I came, I saw, I ruined my investments

“Sensex zooms past 15000 mark”. Retail investors minting money, with some people getting even 200 % return on their investment… Sensex likely to cross 25K mark by next year, say pundits. Such were the headlines appearing in business dailies and magazines in mid 2007. Ever since the Sensex began its bull run, I had been eyeing the stock market for investing. Some of my friends had already made small fortunes investing in “blue chips” and “mid caps”, though at that time, I didn’t have the slightest idea what these terms were supposed to mean. So, such headlines made me impatient to start investing in stocks.

So, when ICICI Bank people dropped by at L&T, I found it all the more convenient to open a demat account to start trading. Sadly though, two weeks later I found out that the bank had sent out my user name and password to a wrong address and I would have a long wait for getting them. The sensex was already past 17000 by then. I decided to rope in a friend of mine who already had a demat account to help me start trading. And thus, finally, my long awaited stint in the stock market started.

I started with a few stocks recommended by my friend. Call it beginner’s luck, or plain coincidence, these stocks moved up in the first few days I had bought them. I was so excited that I began to think I was a fool not to have ventured into this earlier. I began reading Udayan Mukherjee’s columns and any article in newspapers related to the stock market. I soon understood what is a “blue chip”, a “mid cap”, “small cap”, etc. I joined the group of people in L&T who give anxious looks at NDTV Profit/ CNBC during lunch in the canteen or who cast an occasional glance at the rediff money website during office work. Soon, I started joining discussions about the stock market with the finance whiz kids of our department and was proud of this. The stock market meanwhile was continuing its run to dizzy heights. Though the prices of some of the stocks I had bought kept oscillating (were “volatile”, to speak technically), the overall trend was upward and I kept rejoicing each day when my friend told me about my profits. But, because of inexperience, or in plain words pure greed, I didn’t sell off any stock, and what is more, kept buying other shares. The sensex breached the 21000 mark. L&T share value was at an all time high, and everywhere in L&T, especially during lunch, one could see beaming faces. And, in between, I, along with my friend applied for Reliance Power’s much hyped about IPO. Like many a retail investor, we hoped to make some quick bucks.

And then, it happened.
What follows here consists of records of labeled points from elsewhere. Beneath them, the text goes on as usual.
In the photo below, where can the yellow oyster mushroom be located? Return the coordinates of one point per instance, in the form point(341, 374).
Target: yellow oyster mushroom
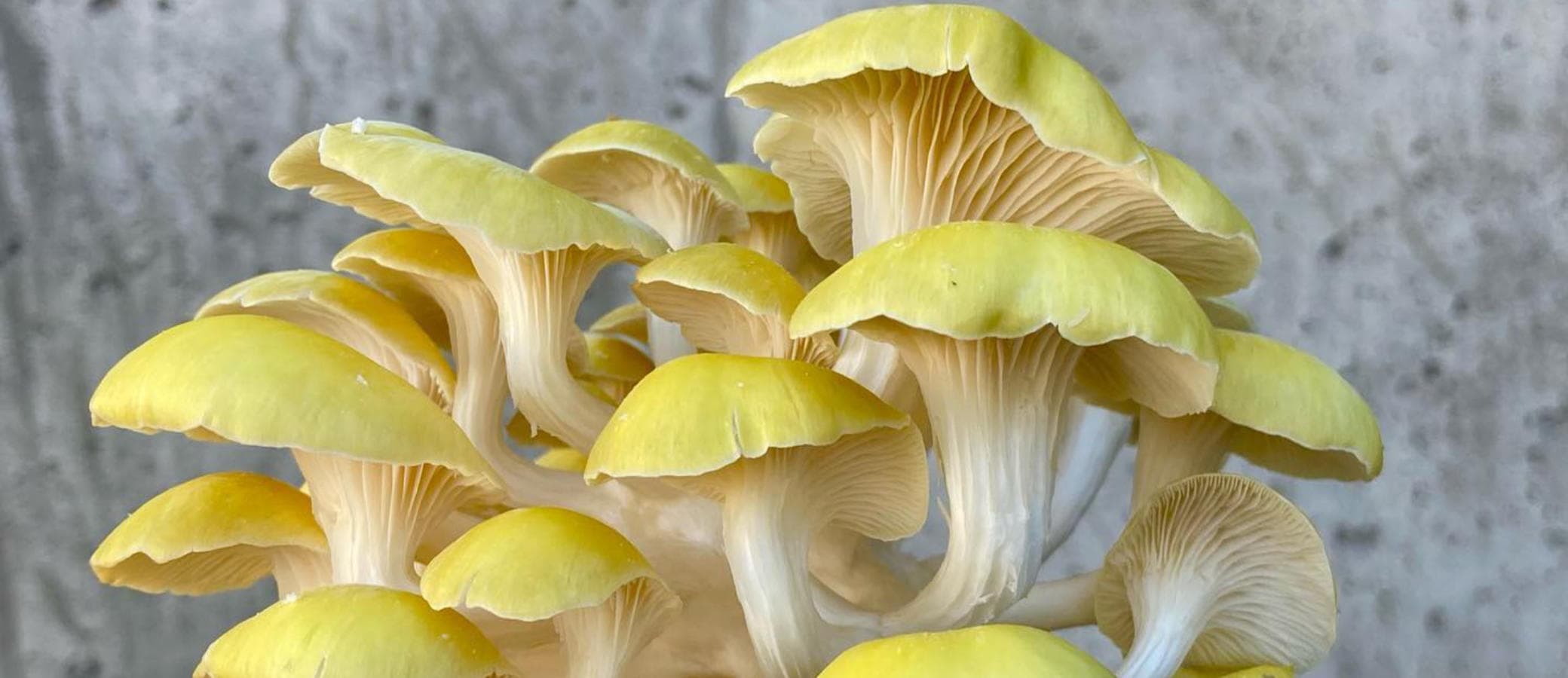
point(348, 312)
point(535, 246)
point(550, 564)
point(354, 631)
point(381, 460)
point(993, 652)
point(938, 113)
point(772, 228)
point(628, 320)
point(300, 166)
point(657, 177)
point(789, 448)
point(563, 460)
point(1277, 406)
point(216, 533)
point(1000, 322)
point(731, 300)
point(1217, 570)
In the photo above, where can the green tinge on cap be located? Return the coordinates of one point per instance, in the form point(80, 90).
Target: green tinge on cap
point(701, 412)
point(640, 138)
point(354, 631)
point(740, 274)
point(300, 166)
point(225, 521)
point(987, 279)
point(758, 188)
point(464, 190)
point(1294, 414)
point(993, 652)
point(261, 381)
point(532, 564)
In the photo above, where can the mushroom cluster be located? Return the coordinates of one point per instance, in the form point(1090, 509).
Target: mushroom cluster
point(962, 261)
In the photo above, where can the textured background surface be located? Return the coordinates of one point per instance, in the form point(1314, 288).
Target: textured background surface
point(1404, 165)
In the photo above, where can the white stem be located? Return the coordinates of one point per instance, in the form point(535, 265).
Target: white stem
point(1057, 603)
point(299, 570)
point(1084, 460)
point(1177, 448)
point(994, 411)
point(377, 514)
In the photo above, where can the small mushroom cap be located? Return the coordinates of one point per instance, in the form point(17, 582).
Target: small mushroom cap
point(583, 155)
point(817, 190)
point(1223, 313)
point(351, 306)
point(563, 460)
point(1292, 412)
point(354, 631)
point(1061, 101)
point(628, 320)
point(207, 534)
point(758, 188)
point(532, 564)
point(396, 257)
point(300, 166)
point(701, 414)
point(261, 381)
point(1238, 544)
point(993, 652)
point(1148, 339)
point(458, 188)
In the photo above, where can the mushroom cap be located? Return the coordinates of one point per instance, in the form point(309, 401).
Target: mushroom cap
point(207, 534)
point(701, 414)
point(1292, 412)
point(758, 188)
point(1247, 550)
point(817, 190)
point(1148, 339)
point(354, 631)
point(628, 320)
point(993, 652)
point(261, 381)
point(1062, 102)
point(350, 304)
point(583, 157)
point(396, 258)
point(1223, 313)
point(300, 166)
point(563, 460)
point(457, 188)
point(532, 564)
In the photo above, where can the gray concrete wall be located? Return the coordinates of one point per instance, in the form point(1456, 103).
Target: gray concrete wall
point(1402, 165)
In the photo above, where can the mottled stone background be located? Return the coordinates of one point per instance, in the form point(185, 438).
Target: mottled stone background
point(1404, 165)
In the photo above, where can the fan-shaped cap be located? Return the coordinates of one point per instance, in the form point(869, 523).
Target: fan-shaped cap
point(1248, 556)
point(458, 188)
point(1208, 245)
point(628, 320)
point(532, 564)
point(993, 652)
point(354, 631)
point(396, 257)
point(1148, 341)
point(819, 193)
point(261, 381)
point(207, 534)
point(758, 190)
point(300, 166)
point(1292, 412)
point(1227, 315)
point(605, 158)
point(348, 312)
point(701, 414)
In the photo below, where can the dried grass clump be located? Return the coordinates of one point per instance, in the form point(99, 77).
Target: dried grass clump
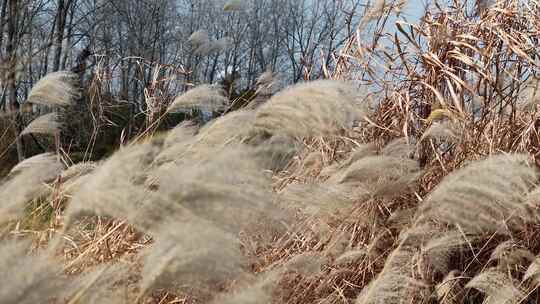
point(26, 182)
point(199, 38)
point(55, 89)
point(320, 107)
point(205, 97)
point(28, 279)
point(384, 175)
point(509, 255)
point(533, 272)
point(395, 284)
point(498, 286)
point(45, 124)
point(214, 47)
point(233, 5)
point(484, 197)
point(445, 130)
point(192, 254)
point(230, 190)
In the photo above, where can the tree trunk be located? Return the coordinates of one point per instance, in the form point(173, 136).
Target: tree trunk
point(59, 37)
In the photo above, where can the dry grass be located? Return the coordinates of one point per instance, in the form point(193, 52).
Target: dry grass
point(430, 197)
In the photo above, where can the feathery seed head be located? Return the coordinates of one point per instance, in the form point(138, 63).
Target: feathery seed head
point(55, 89)
point(204, 97)
point(320, 107)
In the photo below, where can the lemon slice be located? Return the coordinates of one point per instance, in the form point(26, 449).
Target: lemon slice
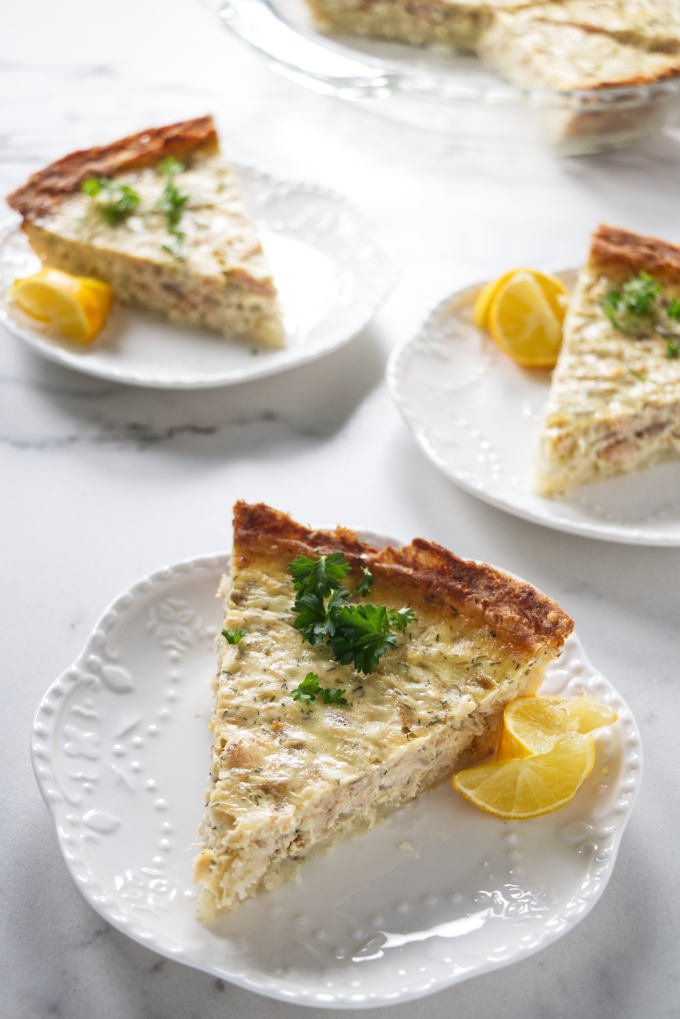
point(75, 306)
point(523, 322)
point(532, 725)
point(485, 297)
point(554, 290)
point(526, 787)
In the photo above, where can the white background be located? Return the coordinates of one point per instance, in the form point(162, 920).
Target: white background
point(102, 483)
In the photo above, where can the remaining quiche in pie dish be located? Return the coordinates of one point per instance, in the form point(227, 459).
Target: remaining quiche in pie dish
point(158, 216)
point(534, 44)
point(350, 680)
point(614, 405)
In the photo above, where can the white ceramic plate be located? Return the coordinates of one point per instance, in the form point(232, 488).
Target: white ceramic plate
point(438, 893)
point(478, 416)
point(330, 273)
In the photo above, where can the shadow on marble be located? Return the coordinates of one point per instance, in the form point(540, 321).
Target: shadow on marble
point(313, 400)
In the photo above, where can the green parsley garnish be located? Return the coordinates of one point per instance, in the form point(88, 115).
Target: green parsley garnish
point(366, 583)
point(310, 689)
point(358, 634)
point(117, 200)
point(171, 204)
point(233, 636)
point(639, 307)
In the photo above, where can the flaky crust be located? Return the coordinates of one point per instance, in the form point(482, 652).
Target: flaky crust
point(47, 186)
point(617, 252)
point(430, 579)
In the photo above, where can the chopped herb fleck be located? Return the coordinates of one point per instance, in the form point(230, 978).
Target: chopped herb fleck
point(366, 583)
point(310, 689)
point(233, 636)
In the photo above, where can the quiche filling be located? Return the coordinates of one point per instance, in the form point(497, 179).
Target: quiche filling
point(290, 776)
point(614, 405)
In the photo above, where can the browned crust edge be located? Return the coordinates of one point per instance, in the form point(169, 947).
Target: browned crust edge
point(519, 612)
point(47, 186)
point(619, 251)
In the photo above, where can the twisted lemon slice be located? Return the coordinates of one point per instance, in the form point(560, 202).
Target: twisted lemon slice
point(75, 306)
point(532, 725)
point(526, 787)
point(524, 310)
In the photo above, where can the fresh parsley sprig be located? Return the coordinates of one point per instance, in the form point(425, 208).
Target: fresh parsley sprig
point(632, 308)
point(118, 201)
point(310, 689)
point(640, 306)
point(358, 634)
point(171, 205)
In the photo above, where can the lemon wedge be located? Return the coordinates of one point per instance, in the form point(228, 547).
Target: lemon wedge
point(532, 725)
point(485, 297)
point(75, 306)
point(527, 787)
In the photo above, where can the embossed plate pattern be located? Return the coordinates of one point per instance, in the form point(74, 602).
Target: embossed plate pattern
point(438, 893)
point(330, 272)
point(477, 416)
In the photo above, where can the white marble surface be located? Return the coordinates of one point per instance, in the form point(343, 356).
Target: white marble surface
point(103, 483)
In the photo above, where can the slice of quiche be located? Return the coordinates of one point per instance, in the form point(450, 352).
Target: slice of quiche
point(307, 750)
point(158, 216)
point(614, 405)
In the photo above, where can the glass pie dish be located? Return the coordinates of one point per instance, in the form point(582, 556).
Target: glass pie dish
point(453, 94)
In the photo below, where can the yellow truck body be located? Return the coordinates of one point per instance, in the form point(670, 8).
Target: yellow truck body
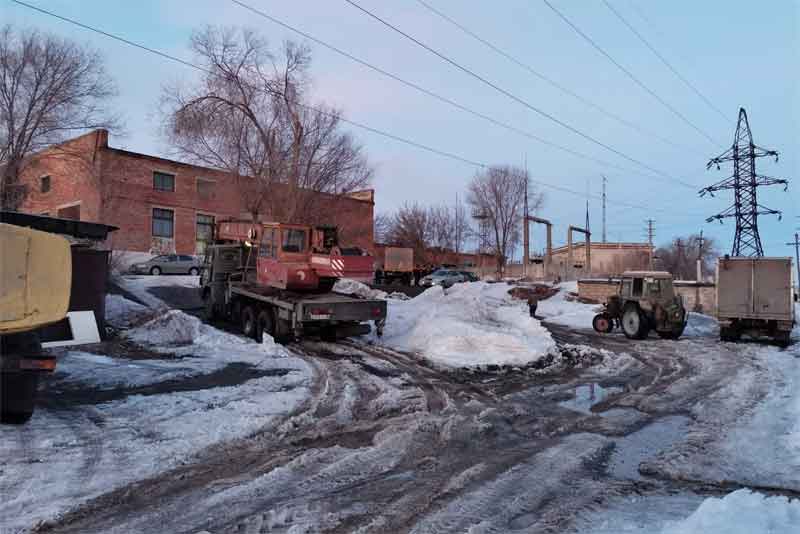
point(35, 278)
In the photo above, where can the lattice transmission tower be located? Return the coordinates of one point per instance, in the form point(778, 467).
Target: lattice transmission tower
point(744, 182)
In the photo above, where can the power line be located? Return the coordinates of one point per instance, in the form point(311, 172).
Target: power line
point(629, 73)
point(689, 84)
point(376, 131)
point(552, 82)
point(425, 91)
point(512, 96)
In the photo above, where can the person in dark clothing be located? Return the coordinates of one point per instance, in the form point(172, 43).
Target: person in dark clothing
point(533, 303)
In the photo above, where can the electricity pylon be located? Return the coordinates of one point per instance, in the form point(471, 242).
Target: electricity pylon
point(744, 183)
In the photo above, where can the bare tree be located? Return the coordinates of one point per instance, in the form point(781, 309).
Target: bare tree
point(410, 227)
point(50, 88)
point(382, 227)
point(680, 256)
point(498, 194)
point(250, 115)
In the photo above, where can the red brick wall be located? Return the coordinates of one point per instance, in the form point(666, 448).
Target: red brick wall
point(72, 168)
point(124, 181)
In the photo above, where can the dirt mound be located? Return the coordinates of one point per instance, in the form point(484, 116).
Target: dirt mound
point(539, 291)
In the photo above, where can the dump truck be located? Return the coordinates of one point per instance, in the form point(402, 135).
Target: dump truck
point(35, 280)
point(244, 280)
point(394, 265)
point(755, 298)
point(645, 301)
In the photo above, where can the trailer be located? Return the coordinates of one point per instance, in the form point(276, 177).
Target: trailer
point(230, 289)
point(755, 298)
point(394, 265)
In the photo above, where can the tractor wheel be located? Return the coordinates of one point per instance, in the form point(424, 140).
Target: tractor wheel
point(634, 323)
point(266, 324)
point(602, 323)
point(249, 325)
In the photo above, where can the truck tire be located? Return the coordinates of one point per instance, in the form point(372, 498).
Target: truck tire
point(249, 324)
point(729, 333)
point(602, 323)
point(18, 400)
point(783, 339)
point(266, 324)
point(634, 323)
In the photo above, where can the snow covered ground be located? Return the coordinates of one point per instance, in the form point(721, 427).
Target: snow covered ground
point(68, 454)
point(467, 325)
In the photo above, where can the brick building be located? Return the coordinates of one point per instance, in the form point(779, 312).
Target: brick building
point(159, 205)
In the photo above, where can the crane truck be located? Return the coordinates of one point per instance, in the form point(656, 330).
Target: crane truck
point(35, 282)
point(278, 278)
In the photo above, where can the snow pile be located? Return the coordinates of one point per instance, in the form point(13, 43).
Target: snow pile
point(122, 312)
point(346, 286)
point(171, 328)
point(700, 325)
point(741, 512)
point(468, 325)
point(138, 286)
point(559, 310)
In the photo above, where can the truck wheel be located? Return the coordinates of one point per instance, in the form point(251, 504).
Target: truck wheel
point(729, 334)
point(266, 324)
point(602, 323)
point(18, 397)
point(783, 339)
point(209, 309)
point(249, 325)
point(634, 323)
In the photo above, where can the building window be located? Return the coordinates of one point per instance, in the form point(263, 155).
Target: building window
point(163, 223)
point(204, 232)
point(205, 188)
point(163, 181)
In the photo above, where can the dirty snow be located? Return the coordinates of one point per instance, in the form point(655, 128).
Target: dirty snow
point(346, 286)
point(138, 285)
point(741, 512)
point(559, 310)
point(468, 325)
point(67, 455)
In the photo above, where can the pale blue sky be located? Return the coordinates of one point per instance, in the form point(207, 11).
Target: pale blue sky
point(737, 53)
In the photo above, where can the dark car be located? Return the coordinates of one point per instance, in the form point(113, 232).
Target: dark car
point(169, 264)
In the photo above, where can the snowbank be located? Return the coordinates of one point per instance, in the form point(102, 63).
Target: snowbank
point(346, 286)
point(557, 309)
point(468, 325)
point(740, 512)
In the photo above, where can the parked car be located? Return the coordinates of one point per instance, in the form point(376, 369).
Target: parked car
point(443, 277)
point(469, 276)
point(169, 264)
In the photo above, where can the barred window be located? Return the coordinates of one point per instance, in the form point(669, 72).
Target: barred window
point(163, 223)
point(163, 181)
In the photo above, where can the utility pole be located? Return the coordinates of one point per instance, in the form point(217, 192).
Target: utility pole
point(744, 182)
point(700, 258)
point(650, 235)
point(526, 238)
point(796, 246)
point(604, 209)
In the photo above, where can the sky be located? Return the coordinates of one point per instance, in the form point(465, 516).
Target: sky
point(735, 54)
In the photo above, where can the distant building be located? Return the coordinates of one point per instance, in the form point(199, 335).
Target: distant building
point(160, 205)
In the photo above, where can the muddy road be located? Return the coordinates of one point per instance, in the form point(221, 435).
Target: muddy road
point(388, 443)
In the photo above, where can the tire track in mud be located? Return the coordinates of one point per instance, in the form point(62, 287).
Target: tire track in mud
point(388, 443)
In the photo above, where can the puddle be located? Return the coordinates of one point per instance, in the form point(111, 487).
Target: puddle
point(588, 395)
point(645, 444)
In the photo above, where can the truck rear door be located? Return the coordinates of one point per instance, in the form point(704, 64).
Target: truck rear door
point(735, 287)
point(772, 286)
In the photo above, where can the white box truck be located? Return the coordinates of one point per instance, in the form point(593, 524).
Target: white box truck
point(755, 297)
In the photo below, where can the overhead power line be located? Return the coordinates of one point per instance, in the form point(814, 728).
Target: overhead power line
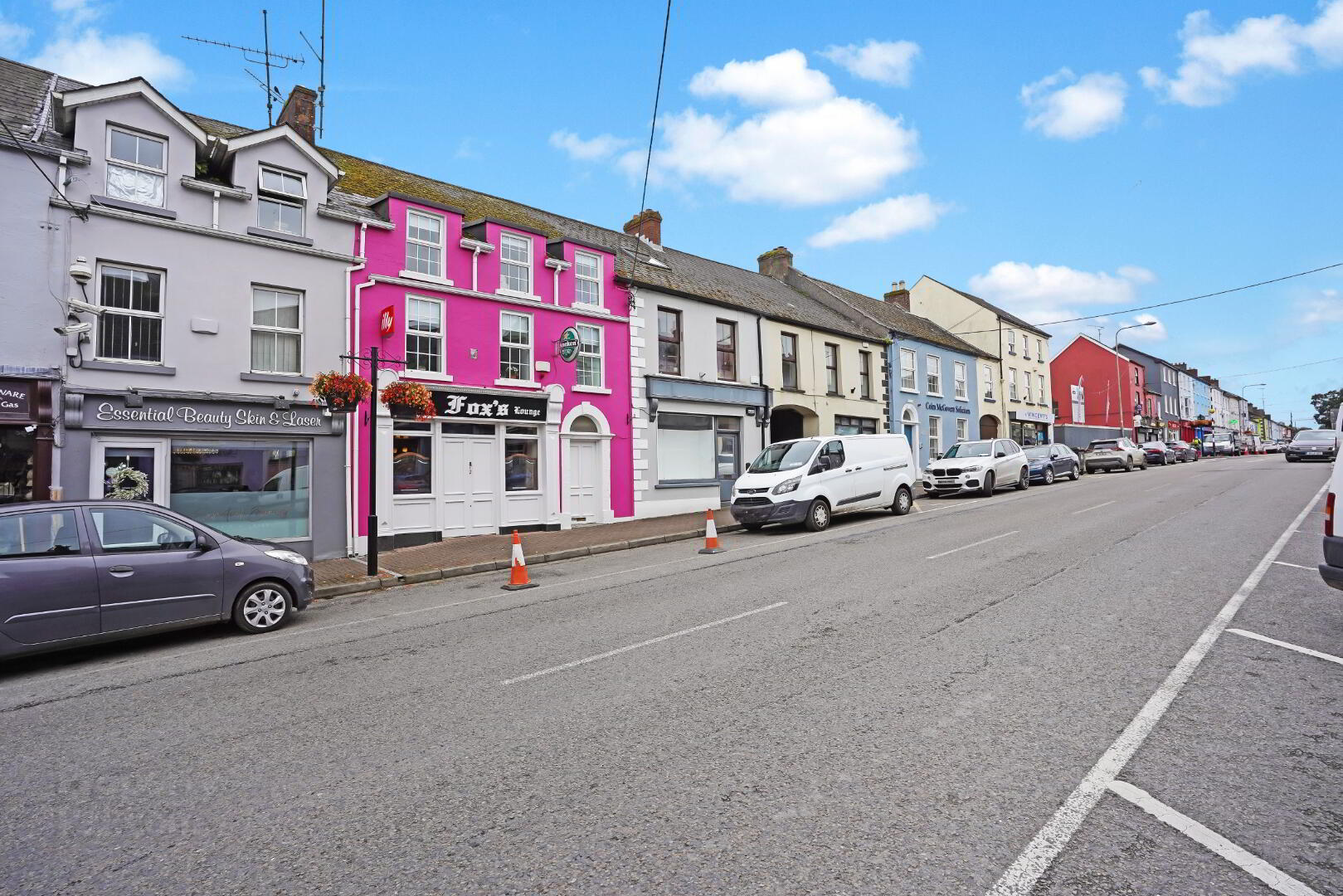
point(1178, 301)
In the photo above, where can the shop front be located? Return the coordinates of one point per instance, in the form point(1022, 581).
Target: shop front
point(249, 466)
point(1029, 427)
point(26, 440)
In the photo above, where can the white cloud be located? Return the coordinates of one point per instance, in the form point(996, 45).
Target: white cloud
point(591, 149)
point(782, 80)
point(881, 221)
point(887, 62)
point(13, 37)
point(1084, 108)
point(1214, 61)
point(100, 60)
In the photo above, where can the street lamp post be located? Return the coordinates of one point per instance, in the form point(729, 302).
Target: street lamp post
point(1119, 388)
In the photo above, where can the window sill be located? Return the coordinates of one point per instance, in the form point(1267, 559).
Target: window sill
point(128, 206)
point(129, 367)
point(253, 377)
point(427, 278)
point(280, 236)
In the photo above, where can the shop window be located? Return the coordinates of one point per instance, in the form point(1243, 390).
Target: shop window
point(412, 464)
point(685, 448)
point(521, 458)
point(247, 488)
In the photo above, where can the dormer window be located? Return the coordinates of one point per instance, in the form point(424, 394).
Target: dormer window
point(136, 167)
point(514, 265)
point(280, 202)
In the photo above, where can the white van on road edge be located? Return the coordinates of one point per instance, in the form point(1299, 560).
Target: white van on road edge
point(810, 480)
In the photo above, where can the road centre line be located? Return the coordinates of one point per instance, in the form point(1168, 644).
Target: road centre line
point(972, 546)
point(642, 644)
point(1039, 853)
point(1245, 860)
point(1290, 646)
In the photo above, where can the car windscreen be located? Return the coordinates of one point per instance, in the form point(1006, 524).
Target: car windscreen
point(786, 455)
point(969, 449)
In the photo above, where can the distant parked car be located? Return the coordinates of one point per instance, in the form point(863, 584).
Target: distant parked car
point(1049, 462)
point(1158, 453)
point(1312, 445)
point(978, 466)
point(1115, 455)
point(1184, 450)
point(78, 572)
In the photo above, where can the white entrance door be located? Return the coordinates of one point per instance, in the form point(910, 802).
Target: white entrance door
point(469, 499)
point(581, 479)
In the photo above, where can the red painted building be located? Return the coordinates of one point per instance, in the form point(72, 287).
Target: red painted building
point(1099, 392)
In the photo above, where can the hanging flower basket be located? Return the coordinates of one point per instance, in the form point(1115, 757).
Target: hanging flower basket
point(342, 391)
point(408, 401)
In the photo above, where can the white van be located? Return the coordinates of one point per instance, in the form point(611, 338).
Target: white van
point(810, 480)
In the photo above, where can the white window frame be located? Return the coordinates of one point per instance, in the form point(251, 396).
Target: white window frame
point(531, 351)
point(285, 331)
point(281, 197)
point(581, 278)
point(908, 355)
point(136, 165)
point(130, 312)
point(504, 290)
point(601, 360)
point(440, 336)
point(440, 245)
point(930, 363)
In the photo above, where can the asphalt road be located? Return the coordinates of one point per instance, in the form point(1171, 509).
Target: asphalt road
point(844, 712)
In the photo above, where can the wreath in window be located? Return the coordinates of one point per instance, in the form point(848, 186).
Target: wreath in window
point(126, 484)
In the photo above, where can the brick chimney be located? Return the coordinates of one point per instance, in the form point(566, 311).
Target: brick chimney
point(898, 296)
point(299, 112)
point(776, 262)
point(648, 225)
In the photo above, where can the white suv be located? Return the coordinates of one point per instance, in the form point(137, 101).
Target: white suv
point(978, 466)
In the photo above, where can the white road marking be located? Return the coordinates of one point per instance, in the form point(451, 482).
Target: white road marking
point(966, 547)
point(1247, 861)
point(642, 644)
point(1039, 853)
point(1290, 646)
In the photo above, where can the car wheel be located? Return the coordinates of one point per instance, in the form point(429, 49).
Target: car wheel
point(818, 516)
point(262, 607)
point(904, 500)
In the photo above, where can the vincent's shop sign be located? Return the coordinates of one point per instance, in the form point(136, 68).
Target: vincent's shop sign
point(184, 414)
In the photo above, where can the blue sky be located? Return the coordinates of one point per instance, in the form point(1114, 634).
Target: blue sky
point(1057, 158)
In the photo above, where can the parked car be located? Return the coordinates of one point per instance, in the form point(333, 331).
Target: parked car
point(1158, 453)
point(1184, 450)
point(1049, 462)
point(1312, 445)
point(78, 572)
point(978, 466)
point(810, 480)
point(1115, 455)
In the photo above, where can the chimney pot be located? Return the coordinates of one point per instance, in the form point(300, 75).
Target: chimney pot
point(299, 112)
point(648, 225)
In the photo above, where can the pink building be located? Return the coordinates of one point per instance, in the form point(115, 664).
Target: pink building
point(524, 342)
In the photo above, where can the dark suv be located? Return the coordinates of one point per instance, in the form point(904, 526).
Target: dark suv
point(77, 572)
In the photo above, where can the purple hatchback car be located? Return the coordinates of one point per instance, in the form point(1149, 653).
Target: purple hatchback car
point(78, 572)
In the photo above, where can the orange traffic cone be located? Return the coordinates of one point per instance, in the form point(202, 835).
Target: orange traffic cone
point(518, 577)
point(711, 536)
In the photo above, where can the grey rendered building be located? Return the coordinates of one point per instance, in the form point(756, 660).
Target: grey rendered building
point(210, 270)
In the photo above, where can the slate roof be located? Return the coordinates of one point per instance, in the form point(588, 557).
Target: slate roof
point(1006, 316)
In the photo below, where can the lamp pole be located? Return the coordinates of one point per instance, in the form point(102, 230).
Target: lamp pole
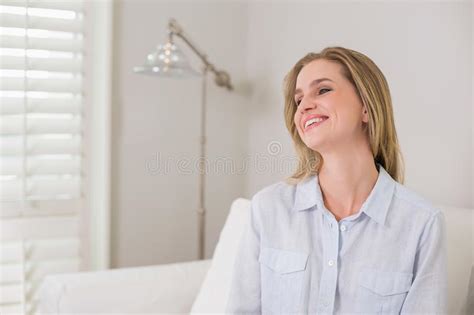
point(163, 62)
point(202, 170)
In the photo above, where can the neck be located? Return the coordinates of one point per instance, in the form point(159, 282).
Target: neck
point(346, 181)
January 21, 2008. I watched in horror, transfixed, like many others, as the sensex fell. The shock on people’s faces around me was comparable to the shock on faces of Americans when WTC twin towers collapsed. The next few days were ones marked by confusion, speculation, fear and what not. Some respite came in between in the form of allocation of the Reliance Power share we had applied for. But, alas, it was short lived as the stock listed well below the expected price. Prices of majority of the shares which I had invested in had dropped by about 50 %. Stock market gurus said it was a good time for buying and now called for investing in blue chip companies and stocks with “strong fundamentals”. So, even though I was short on funds, I invested in the best blue chip stock I could think of: L&T. And as if to mock my strategy, L&T stocks which had remained sort of stable above 3000 levels plummeted into the 2000’s, a week after I had bought them, courtesy a loss incurred by the company in hedging. This was the last straw for me.

I, like many other retail investors, have withdrawn from the stock market, no longer interested in peering at the stock price ticker on television or on the internet. All my investments have suddenly become “long term (read as : term till sensex reaches its previously attained heights) investments” and now, it’s back to full time work in office. Of course, if I can borrow a statement from the finance expert of our department : “Woh aadmi sukhi hei jinke padosi dukhi hein”, I can find some solace in the fact that I have lost only 50% of my investment, but some others around me have lost even 90%.